We played a 75 minute set to an appreciative audience and got through with no major hiccups. I am always so glad to get that first show of the year under my belt. After we finished, "Church on Cumberland Road", we did picture taking and autograph singings for quite a while. My hand started to cramp from all of the signing. My hands were obviously out of shape cause' I don't sit around the house all Winter, practicing signing autographs..lol
After the last picture was taken and the last t-shirt signed, we were escorted back to the bus, where we were met with stacks of plates of barbeque and ribs and all manner of beverages. Way more than enough to sustain us for our nine hour trip back to Tennessee. The staff hopped aboard and we signed some VIP shirts for them and then we thanked everyone for their extreme hospitality.

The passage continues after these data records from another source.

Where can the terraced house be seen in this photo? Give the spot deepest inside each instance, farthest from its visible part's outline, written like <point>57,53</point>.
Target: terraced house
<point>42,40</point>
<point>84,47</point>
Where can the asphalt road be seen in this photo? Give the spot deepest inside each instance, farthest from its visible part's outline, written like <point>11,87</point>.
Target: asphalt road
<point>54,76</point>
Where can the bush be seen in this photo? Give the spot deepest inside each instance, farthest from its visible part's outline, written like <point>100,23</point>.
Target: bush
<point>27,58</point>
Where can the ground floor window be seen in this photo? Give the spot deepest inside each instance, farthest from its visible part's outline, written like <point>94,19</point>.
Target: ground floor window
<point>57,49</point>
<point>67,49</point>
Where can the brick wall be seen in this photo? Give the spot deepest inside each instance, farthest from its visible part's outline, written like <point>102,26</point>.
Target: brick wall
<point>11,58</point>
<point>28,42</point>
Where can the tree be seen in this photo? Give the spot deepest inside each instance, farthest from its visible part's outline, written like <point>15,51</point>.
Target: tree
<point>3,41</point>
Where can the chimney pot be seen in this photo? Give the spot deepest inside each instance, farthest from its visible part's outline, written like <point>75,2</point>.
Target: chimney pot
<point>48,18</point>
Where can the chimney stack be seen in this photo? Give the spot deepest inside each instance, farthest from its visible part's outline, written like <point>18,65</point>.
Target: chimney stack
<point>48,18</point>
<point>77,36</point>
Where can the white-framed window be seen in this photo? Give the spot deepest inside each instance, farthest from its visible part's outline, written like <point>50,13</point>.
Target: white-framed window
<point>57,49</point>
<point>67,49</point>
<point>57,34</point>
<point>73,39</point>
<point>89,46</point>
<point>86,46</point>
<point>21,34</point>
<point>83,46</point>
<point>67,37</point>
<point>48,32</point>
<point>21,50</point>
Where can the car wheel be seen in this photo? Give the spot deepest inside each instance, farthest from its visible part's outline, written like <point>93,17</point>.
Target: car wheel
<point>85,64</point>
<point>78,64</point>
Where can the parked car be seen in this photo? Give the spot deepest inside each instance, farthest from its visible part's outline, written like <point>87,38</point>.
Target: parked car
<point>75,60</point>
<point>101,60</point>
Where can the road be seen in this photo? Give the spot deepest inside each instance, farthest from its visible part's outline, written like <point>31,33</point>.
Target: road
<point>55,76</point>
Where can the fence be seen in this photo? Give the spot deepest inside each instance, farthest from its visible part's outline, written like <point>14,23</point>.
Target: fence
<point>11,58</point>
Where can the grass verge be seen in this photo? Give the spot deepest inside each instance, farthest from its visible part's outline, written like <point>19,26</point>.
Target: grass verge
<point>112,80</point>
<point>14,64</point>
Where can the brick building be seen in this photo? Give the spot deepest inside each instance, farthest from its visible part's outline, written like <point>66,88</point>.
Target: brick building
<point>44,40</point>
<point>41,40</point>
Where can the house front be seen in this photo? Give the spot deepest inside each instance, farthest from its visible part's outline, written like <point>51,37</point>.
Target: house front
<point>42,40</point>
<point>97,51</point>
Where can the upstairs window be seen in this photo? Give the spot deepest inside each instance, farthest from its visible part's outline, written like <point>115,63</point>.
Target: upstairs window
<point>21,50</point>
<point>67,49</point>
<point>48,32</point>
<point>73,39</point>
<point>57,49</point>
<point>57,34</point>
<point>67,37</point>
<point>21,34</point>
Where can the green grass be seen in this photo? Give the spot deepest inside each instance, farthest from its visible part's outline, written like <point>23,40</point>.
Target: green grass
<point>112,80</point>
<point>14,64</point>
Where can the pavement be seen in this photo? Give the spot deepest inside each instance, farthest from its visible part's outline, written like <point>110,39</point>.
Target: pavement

Then we locked down the bays, locked the door and waved goodbye to Nahunter, Ga.
The ride back would take us through a lot of stormy weather and we got pretty darn close to areas that were under tornado watches or warnings. In spite of the rain, high winds and hail, we forged on. Most of us hit the bunks early but I was awakened around 4:30 am when I felt the bus stop. I got up to find we were stuck in a fog so thick you could cut it with a knife. We decided to sit it out on the side of the road and wait for it to lift. No one wanted to take a chance going down Monteagle mountain in zero visibility. I went back to bed and sort of dozed off till I felt the bus moving again. The next time I opened my eyes it was 6 am and we were back in the parking lot where it all began.
The journey was complete with us all home safe and sound. Another country music adventure had been had by all. Thanks also for the hard work from the "Killer B's", Bart and Byron who work so hard behind the scenes to keep it all running smooth.